Dozens dead in two attacks on villages in eastern DRC
A monitoring group says at least 28 people were killed in Boga and 22 in Tchabi, villages lying about 10 kilometres apart as local sources attributed the attacks to the Daesh-linked Allied Democratic Forces, ADF.
At least 50 people have been killed overnight in two new attacks in the eastern Democratic Republic of Congo, monitors said, as a local official blamed a notorious group linked to Daesh.
Citing a toll that is "still provisional," the Kivu Security Tracker (KST) group said 28 people were killed in Boga and 22 in Tchabi, villages lying about 10 kilometres (six miles) apart in an area that has long had a reputation for Allied Democratic Forces (ADF) attacks and ethnic friction.
The earlier toll was at least 39 dead.
A local civil society leader attributed the attacks to the ADF, a historically Ugandan extremist group blamed for a string of massacres in the past 18 months.
Two local officials reached in Boga by AFP said the assailants attacked a camp for displaced people.
They said 36 bodies had been found so far in Boga, a figure that had yet to be independently confirmed.
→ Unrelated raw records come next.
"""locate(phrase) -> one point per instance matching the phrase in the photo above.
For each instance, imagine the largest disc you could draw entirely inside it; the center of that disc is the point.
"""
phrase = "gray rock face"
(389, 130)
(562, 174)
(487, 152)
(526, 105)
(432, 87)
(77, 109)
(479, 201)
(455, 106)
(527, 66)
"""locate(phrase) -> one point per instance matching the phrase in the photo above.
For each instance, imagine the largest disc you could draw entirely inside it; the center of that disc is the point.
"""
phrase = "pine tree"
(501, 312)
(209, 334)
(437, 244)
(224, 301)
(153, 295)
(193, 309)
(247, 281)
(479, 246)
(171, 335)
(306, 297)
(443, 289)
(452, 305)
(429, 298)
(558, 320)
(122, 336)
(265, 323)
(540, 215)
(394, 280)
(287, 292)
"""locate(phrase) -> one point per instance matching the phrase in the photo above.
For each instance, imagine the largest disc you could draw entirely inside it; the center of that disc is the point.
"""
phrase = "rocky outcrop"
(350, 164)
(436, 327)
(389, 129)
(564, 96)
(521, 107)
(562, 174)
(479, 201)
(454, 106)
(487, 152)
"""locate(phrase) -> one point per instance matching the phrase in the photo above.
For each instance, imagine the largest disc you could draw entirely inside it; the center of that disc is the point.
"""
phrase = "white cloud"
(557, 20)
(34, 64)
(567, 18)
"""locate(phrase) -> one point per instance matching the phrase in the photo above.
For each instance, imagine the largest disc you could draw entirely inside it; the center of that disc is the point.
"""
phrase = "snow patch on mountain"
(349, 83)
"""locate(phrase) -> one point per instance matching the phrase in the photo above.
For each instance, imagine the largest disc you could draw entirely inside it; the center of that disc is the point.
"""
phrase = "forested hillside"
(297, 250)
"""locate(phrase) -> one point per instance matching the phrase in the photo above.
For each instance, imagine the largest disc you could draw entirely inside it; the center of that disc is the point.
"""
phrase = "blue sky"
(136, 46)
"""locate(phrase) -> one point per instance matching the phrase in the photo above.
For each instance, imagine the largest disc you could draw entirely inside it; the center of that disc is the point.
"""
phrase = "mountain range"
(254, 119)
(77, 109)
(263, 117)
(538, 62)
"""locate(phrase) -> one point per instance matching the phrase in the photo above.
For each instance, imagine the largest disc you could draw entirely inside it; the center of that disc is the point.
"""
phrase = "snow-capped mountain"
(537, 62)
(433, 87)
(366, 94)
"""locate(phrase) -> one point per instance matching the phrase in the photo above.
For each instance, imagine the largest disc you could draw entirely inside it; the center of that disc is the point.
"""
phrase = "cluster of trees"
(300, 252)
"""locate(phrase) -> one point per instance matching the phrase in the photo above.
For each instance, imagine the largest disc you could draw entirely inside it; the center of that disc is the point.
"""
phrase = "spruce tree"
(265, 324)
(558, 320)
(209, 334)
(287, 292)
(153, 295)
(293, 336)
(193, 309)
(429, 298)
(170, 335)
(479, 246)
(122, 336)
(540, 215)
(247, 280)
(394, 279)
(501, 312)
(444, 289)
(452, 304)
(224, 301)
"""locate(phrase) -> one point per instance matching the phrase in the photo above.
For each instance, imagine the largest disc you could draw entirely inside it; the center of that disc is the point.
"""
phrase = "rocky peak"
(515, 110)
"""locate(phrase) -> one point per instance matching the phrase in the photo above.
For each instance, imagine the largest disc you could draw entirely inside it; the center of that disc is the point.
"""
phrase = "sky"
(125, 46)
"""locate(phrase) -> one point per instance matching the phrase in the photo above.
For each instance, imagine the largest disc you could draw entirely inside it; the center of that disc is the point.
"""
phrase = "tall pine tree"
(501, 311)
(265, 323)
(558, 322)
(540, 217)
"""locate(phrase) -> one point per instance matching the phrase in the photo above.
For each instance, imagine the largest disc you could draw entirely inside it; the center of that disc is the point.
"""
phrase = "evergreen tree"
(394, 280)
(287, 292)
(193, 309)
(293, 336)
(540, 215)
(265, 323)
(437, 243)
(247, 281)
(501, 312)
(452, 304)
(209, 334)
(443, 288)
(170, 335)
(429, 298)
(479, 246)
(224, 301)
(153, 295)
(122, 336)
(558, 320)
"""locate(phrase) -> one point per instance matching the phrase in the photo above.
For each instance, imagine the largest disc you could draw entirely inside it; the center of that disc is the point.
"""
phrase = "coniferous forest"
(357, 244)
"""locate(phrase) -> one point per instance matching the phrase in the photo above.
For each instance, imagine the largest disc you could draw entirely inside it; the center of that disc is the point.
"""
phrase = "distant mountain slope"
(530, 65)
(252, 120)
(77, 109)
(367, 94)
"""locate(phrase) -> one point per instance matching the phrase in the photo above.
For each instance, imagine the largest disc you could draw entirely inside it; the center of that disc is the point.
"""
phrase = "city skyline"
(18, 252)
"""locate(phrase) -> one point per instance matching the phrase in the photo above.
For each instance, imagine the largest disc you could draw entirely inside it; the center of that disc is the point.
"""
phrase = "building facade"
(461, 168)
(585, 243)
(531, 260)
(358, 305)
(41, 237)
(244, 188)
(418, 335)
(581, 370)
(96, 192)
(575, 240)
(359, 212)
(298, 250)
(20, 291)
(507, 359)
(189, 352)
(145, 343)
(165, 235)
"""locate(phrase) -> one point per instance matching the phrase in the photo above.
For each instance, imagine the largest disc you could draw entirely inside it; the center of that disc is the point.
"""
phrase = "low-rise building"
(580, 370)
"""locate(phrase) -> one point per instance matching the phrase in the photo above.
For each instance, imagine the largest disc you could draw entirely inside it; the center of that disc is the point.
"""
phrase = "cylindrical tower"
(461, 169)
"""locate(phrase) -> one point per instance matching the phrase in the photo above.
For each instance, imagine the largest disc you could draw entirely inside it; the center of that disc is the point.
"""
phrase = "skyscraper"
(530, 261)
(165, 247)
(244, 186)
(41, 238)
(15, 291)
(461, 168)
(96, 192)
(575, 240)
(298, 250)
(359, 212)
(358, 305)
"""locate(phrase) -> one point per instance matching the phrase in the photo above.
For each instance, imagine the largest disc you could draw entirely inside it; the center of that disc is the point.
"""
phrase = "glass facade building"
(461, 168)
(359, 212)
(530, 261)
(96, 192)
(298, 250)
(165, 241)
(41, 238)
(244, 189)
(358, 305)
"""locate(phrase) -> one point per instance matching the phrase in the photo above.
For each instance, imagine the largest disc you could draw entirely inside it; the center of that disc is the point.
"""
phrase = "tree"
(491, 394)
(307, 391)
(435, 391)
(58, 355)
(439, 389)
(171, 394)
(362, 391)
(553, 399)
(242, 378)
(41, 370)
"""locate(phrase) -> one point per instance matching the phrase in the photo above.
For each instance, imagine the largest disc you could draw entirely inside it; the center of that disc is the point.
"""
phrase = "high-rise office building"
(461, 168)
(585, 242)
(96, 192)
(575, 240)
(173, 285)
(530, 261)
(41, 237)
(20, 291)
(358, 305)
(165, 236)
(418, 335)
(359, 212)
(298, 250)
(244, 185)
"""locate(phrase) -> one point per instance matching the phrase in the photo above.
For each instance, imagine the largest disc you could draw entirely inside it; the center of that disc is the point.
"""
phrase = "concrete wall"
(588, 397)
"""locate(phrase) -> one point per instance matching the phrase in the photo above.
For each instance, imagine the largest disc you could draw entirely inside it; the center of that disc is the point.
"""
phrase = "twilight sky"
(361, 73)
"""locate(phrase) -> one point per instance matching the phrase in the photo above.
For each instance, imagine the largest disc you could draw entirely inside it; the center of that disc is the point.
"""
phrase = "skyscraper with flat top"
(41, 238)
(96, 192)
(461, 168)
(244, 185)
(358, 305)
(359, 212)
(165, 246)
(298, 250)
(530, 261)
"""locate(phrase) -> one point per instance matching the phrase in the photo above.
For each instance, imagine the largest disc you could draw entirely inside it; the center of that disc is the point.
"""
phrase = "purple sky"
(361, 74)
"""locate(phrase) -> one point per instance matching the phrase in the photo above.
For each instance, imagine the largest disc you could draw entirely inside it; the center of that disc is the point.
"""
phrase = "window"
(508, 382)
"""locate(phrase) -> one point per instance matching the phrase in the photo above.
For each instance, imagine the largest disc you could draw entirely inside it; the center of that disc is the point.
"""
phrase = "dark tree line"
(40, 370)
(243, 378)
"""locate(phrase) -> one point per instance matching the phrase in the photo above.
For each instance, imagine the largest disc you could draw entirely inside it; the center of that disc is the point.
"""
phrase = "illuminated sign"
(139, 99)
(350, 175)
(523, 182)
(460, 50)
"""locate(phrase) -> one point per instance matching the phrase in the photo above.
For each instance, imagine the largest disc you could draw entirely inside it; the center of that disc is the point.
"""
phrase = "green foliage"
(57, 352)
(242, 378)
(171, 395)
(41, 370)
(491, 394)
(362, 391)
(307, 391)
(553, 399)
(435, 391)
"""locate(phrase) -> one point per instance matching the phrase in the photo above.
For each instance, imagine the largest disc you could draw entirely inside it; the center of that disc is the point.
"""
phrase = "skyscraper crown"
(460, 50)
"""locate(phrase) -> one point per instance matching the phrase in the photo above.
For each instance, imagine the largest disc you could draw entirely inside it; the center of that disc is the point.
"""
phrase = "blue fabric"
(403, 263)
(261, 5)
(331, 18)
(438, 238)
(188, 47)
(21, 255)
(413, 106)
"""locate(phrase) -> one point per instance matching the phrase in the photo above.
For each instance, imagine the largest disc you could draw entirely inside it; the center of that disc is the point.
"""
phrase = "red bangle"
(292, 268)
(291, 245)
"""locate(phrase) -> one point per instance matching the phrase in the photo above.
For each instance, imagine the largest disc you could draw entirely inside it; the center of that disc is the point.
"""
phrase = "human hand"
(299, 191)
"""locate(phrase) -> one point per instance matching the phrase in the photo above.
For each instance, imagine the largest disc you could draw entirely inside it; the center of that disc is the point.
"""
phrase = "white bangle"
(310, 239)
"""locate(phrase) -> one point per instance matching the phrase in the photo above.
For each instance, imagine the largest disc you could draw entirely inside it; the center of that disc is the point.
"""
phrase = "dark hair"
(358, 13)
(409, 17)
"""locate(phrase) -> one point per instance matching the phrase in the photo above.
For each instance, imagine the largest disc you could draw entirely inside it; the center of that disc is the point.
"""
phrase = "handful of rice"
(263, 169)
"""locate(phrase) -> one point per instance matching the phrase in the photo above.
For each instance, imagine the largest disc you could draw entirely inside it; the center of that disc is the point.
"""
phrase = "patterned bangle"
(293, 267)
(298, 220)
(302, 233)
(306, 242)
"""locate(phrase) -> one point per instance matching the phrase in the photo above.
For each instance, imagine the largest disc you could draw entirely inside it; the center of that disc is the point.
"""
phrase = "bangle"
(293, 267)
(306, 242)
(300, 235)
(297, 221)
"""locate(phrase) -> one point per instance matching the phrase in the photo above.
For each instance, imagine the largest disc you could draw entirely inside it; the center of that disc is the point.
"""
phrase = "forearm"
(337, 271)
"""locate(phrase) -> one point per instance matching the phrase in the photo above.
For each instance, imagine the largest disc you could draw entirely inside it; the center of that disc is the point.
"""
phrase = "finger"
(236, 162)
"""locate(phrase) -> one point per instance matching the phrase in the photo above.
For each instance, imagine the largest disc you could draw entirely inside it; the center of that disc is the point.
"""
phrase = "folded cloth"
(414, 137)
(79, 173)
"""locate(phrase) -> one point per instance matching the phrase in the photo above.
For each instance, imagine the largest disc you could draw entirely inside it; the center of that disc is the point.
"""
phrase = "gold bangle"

READ MORE: Many dead in suspected ADF militia attack in east DRC
Security forces take over civilian authorities
The KST, a respected NGO that monitors violence in eastern DRC, said the wife of a traditional leader in Benyali-Tchabi had been killed in the attack on Tchabi.
The ADF is the deadliest of an estimated 122 armed militias that roam the mineral-rich east of the DRC, many of them a legacy of two regional wars that ran from 1996 to 2003.
As of Friday, the KST estimated that at least 1,228 civilians have been killed in the Beni territory of North Kivu alone since November 2019, when DRC forces launched a crackdown that splintered the ADF into smaller groups.
The latest deaths brought the toll from ADF-suspected killings to at least 78 in six days.
Three other attacks since last Tuesday have claimed 39 lives.
On March 11, the United States said the ADF was linked to Daesh.
The ADF was called Daesh-DRC, or Madina at Tauheed Wau Mujahedeen.
DRC President Felix Tshisekedi on May 6 proclaimed a 30-day "state of siege" in North Kivu and Ituri in a bid to curb bloodshed by the ADF.
Under the move, military and police officers have taken over from civilian authorities.